As the midterm elections approached in fall 2014, Trump and numerous GOP leaders faulted Obama for his response to Ebola. Obama appointed Ron Klain, a Democratic political operative, as the administration’s Ebola czar.
All told, four people in the United States were found to have contracted the disease, including a Liberian national who died while visiting Dallas. The other three recovered, and Obama declared a qualified victory in early 2015 during an event at the White House with public health professionals.
In an essay in the Atlantic on Thursday, Klain said Trump’s 2014 criticism amounted to a “virulent, xenophobic, fearmongering outburst.” He cited a study from the Obama White House’s Office of Digital Strategy that concluded Trump’s tweets were a driving factor in instilling a sense of unfounded fear over Ebola among the American public.
Trump “will have to trust the kind of government experts he has disdained to date, set aside his own terrible instincts, lead from the White House, and work closely with foreign leaders and global institutions — all things he has failed to do in his first 1,200 days in office,” wrote Klain, who is advising Biden’s campaign.
Some global health security experts said that a more senior White House official should be in charge of the Trump administration’s response given that Azar has little authority over other agencies. Critics pointed to the 2018 restructuring at the NSC that led to the departure of Rear Adm. Timothy Ziemer, who had overseen a team dedicated to the U.S. response to a deadly pandemic, as weakening the senior-level attention.
“This is much bigger than HHS,” said J. Stephen Morrison, senior vice president at the Center for Strategic and International Studies. “There’s a sluggishness built into the system by the way they have structured themselves.”

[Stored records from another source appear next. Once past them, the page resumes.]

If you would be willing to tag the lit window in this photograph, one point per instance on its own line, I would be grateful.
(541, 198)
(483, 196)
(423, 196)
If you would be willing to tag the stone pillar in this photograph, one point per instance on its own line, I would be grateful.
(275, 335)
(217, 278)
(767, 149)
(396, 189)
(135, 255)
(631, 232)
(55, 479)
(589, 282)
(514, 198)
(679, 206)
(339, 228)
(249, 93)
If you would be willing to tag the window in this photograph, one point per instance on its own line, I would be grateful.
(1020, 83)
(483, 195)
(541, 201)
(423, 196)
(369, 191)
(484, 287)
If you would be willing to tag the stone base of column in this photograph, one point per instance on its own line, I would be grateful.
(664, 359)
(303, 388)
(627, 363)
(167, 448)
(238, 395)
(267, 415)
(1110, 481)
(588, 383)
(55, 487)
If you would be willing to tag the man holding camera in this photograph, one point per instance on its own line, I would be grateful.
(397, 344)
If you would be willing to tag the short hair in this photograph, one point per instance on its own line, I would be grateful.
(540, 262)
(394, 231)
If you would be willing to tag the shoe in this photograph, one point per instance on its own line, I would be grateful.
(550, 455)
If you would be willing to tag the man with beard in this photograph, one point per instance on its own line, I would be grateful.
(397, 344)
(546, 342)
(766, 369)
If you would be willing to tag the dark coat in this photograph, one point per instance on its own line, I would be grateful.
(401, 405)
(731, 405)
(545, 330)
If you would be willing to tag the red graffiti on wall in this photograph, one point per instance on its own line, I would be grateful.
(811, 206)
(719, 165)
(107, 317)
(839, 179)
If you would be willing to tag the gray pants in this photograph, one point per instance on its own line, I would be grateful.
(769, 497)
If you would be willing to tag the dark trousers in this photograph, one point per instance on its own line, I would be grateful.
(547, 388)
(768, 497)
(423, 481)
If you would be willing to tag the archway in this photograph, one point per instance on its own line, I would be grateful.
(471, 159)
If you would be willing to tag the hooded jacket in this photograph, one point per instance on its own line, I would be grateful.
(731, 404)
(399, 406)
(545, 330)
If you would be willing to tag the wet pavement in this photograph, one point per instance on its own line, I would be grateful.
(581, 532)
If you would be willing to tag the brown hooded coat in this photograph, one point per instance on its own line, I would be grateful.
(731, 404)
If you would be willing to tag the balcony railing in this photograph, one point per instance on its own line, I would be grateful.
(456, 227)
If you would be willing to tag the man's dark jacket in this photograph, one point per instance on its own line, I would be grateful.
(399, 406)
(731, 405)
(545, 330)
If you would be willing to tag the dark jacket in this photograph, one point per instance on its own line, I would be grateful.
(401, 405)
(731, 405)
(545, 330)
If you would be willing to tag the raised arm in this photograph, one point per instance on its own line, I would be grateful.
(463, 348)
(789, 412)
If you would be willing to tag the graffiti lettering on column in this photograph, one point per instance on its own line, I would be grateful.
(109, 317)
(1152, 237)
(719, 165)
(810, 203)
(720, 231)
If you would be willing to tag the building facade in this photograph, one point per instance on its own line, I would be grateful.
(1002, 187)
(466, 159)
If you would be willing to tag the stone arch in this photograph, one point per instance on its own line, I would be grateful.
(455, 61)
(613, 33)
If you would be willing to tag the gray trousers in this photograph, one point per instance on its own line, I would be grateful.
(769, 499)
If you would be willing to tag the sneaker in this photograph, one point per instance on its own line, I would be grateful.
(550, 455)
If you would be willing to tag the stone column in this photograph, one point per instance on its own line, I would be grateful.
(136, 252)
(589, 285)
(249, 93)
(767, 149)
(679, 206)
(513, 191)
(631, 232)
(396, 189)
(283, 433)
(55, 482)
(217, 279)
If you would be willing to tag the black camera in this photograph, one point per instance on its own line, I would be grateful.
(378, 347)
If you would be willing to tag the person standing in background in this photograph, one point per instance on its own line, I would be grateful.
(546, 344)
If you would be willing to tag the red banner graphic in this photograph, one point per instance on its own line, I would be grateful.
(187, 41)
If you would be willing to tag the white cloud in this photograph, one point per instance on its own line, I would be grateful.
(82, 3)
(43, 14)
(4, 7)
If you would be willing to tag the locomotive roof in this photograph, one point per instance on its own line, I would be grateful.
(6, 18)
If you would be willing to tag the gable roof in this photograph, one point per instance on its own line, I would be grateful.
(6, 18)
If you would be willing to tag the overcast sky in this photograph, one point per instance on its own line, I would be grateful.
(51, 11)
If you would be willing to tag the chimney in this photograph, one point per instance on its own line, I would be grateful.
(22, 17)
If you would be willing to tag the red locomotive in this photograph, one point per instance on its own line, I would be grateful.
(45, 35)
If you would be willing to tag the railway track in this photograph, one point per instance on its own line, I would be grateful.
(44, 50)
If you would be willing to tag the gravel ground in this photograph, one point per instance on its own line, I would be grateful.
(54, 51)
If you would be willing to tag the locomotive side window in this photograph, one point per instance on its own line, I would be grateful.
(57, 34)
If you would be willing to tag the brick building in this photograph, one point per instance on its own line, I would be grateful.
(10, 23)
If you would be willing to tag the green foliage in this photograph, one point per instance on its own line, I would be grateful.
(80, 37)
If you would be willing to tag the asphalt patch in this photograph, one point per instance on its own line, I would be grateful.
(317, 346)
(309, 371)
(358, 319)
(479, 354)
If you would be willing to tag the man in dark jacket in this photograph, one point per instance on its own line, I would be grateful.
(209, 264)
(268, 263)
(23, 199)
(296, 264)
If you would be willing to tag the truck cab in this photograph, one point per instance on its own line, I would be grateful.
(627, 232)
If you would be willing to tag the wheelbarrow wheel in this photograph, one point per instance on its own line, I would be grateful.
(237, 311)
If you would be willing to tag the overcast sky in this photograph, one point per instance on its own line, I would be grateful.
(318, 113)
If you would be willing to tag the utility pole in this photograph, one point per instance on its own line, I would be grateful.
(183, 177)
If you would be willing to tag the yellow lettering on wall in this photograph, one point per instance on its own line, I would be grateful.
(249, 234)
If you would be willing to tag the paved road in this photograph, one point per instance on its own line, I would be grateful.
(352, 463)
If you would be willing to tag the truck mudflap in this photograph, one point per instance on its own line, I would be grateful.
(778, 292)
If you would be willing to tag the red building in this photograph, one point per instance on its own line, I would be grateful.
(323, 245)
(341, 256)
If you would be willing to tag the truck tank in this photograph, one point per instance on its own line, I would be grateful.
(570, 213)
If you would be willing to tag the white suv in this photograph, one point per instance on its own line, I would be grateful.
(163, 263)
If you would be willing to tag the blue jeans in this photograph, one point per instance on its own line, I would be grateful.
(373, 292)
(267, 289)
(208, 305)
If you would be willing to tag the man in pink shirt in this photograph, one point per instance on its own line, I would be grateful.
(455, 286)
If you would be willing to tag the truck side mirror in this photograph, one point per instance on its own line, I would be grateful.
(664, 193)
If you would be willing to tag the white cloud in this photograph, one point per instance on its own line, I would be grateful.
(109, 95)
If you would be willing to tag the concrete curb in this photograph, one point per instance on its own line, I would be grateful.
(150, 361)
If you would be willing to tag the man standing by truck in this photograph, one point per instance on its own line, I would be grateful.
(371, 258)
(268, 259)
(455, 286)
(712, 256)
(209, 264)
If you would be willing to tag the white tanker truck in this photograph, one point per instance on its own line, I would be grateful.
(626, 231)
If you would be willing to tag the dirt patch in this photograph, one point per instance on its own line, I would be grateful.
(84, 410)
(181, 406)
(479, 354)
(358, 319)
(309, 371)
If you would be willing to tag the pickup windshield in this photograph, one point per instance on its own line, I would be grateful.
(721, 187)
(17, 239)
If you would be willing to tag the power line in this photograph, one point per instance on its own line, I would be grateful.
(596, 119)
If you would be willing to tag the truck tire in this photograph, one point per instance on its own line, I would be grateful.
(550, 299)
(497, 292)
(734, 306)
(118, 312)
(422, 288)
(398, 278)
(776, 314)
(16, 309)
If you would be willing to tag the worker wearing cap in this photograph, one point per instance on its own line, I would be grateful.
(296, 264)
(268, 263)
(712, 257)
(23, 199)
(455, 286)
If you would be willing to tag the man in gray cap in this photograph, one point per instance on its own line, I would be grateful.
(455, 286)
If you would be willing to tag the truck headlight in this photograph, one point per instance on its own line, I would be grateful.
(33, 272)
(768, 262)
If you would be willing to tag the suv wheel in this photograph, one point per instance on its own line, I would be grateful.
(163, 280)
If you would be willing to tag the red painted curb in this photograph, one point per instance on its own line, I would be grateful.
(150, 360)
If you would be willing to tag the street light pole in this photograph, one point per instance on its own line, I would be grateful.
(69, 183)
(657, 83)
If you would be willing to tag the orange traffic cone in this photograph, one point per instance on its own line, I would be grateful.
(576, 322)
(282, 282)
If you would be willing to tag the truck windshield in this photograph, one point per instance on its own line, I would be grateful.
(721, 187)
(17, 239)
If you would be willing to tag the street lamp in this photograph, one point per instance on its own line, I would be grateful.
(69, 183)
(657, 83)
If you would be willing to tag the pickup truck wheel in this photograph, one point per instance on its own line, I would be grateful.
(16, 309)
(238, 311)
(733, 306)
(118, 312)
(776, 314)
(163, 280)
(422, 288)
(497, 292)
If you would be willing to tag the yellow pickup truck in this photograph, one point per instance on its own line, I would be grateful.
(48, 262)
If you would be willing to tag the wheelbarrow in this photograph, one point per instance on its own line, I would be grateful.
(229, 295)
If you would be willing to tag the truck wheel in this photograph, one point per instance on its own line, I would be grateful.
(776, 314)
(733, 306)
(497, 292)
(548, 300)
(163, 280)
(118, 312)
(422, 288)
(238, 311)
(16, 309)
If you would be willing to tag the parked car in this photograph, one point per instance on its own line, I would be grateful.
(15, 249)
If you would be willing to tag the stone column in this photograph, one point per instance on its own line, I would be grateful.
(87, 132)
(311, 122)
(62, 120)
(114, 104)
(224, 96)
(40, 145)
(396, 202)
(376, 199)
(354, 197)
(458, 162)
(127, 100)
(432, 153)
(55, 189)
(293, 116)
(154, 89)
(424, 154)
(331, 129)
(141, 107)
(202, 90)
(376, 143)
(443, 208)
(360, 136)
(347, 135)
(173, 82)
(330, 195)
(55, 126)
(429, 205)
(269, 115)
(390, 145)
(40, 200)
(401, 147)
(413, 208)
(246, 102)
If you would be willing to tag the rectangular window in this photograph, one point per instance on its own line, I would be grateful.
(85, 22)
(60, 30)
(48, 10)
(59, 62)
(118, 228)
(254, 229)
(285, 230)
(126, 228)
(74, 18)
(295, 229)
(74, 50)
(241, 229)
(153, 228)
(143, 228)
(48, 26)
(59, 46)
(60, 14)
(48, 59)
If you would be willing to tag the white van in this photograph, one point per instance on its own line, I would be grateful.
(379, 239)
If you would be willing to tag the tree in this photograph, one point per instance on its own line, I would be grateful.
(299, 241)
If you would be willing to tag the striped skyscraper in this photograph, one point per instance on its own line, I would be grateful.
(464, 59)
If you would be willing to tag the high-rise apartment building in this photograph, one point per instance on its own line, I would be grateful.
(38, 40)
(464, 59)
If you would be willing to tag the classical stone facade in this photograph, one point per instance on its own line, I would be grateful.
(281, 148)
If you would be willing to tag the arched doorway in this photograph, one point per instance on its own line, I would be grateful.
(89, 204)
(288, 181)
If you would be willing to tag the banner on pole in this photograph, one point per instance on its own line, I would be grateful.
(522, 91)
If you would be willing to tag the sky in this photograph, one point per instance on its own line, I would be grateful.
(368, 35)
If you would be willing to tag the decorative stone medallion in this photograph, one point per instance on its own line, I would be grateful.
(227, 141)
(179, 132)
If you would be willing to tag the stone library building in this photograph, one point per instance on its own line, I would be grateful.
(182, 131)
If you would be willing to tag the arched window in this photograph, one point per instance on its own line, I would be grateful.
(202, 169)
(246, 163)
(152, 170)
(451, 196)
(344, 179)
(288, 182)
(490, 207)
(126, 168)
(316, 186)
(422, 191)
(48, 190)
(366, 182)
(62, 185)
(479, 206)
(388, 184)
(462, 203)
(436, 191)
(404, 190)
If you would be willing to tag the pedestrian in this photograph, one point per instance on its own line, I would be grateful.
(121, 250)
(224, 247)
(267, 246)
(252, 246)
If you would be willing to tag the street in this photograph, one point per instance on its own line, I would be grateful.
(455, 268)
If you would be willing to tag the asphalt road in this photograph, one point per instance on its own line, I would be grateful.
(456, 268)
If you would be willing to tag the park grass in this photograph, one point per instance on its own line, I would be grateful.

But Tim Morrison, who served on the NSC from 2018-2019, said Ziemer’s team was merged with another NSC department and experts remain on the White House staff. He cited the administration’s handling of an Ebola outbreak in the Congo in 2018 as evidence that the White House remains capable of coordinating an effective response to an international threat.
White House national security adviser Robert O’Brien and his deputy, Matthew Pottinger, a fluent Mandarin speaker, are also on the president’s task force. Vice President Pence has been involved in interagency meetings.
“I think the administration is actually running a very effective process,” said Morrison, now a senior fellow at the conservative Hudson Institute. “They don’t need an Ebola czar the way the Obama administration needed one. They’ve got the apparatus in place.”
On Capitol Hill, lawmakers have been in touch with Azar and other senior administration officials, and Democrats have mostly refrained from overt criticism of Trump, even as they pressed the administration to devote sufficient resources to managing the situation.
“A global pandemic is like a meteor coming out of the sky,” said a Democratic congressional aide who spoke on the condition of anonymity to discuss private deliberations.
The White House “recognizes the risk of the appearance of not being on top of the situation in case it does turn out this is worse or more problematic than it initially appears,” the aide added. “There’s very little political price you pay for overreacting because people will forget. There’s a huge potential vulnerability for underreacting.”